Более того, он считает, что именно присущий человеку «бессмертный инстинкт красоты позволяет нам рассматривать землю… как отображение, как соответствие неба». Небо же – знак некоего абсолютного идеала для человека, обреченного «томиться вдали от совершенства, но уже теперь, на земле жаждущего рая, что был явлен ему в откровении». Рай, по Бодлеру, – это совершенство, гармония, и к такому умозаключению он приходит, отталкиваясь от идеи Аристотеля о вкусе как об одном из проявлений добродетели. Он не исключает нравственность из сферы творчества, но принимает ее только как элемент гармонии, оставляя главенствующую роль Красоте как высшему принципу мироустройства.

Идея самоценности литературы, которая должна быть свободной от полезности и морализирования, импонирует ему и в произведениях По, тем более что здесь эта идея «облачена» не в античные, как у Готье, «одежды», а в современные. Со все большим вниманием вчитываясь в написанное американским автором, Бодлер находит у него поразительные созвучия с собственными идеями и эстетическими пристрастиями. В очерке «Эдгар По, его жизнь и его труды» (1852) о таких созвучиях говорится немало, многое из этого повторяется и в очерке 1856 г., и в «Новых заметках об Эдгаре По», которыми Бодлер предваряет свои переводы рассказов По («Nouvelles histoires extraordinaires», 1857): о самоценности искусства; о «неземной», «странной музыке» поэзии По; о его повергающей в ужас манере живописать гротескное и страшное, а также случаях «исключительных с точки зрения нравственности»; об умении «анализировать неосязаемое, взвешивать невесомое», а также о стремлении уловить в человеческих побуждениях и «дыхание запредельного», и смутную тревогу от ощущения своего одиночества в природе и в городской толпе.

Любопытно отметить и то, что второму из этих очерков предпосланы три эпиграфа: два из них – это переведенные Бодлером стихи По (в том числе из «Ворона»), а третий эпиграф – строки о зловещей судьбе из стихотворения Готье «Ténèbres»:

Sur son trône d’airain, le Destin qui s’en raille,

Enbibe leur éponge avec du fiel amer,

Et la Nécessité les tord dans sa tenaille[697].

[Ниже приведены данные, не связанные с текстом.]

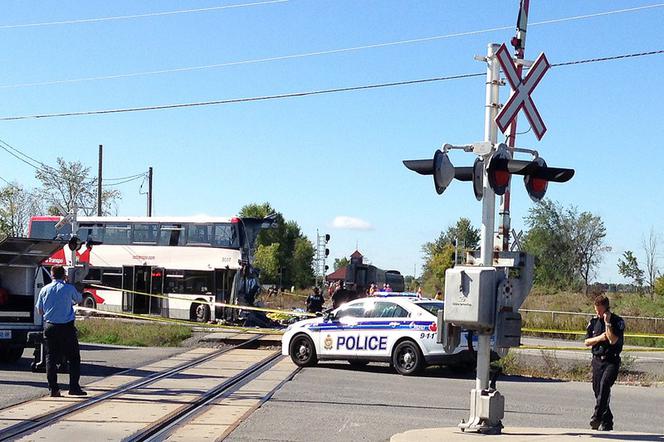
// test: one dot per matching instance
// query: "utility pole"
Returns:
(322, 252)
(150, 191)
(99, 176)
(519, 43)
(488, 216)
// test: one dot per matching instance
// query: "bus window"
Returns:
(119, 234)
(90, 231)
(197, 282)
(225, 235)
(112, 277)
(46, 229)
(199, 234)
(145, 233)
(174, 282)
(94, 275)
(171, 235)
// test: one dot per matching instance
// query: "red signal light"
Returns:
(501, 177)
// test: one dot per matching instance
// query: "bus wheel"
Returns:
(200, 312)
(89, 302)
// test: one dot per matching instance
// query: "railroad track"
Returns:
(164, 425)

Общий в этих цитатах мотив неодолимости злой судьбы важен для Бодлера как некий знак сближения между По и Готье или баланса между «чашами весов»: на одной из них – явное восхищение По, в котором он нашел единомышленника, тогда как на другой – верность «безупречному учителю и другу». Посвящение «Цветов Зла» Теофилю Готье должно пополнить чашу «учителя и друга». В то же время самого Готье посредством параллельного с По цитирования Бодлер переключает из «парнасского» регистра невозмутимой, чистой Красоты в регистр «про́клятой судьбы» поэта-парии, тем самым усиливая акцент в сторону По (стихотворение «Ténèbres» упоминалось уже в первом из эссе о По).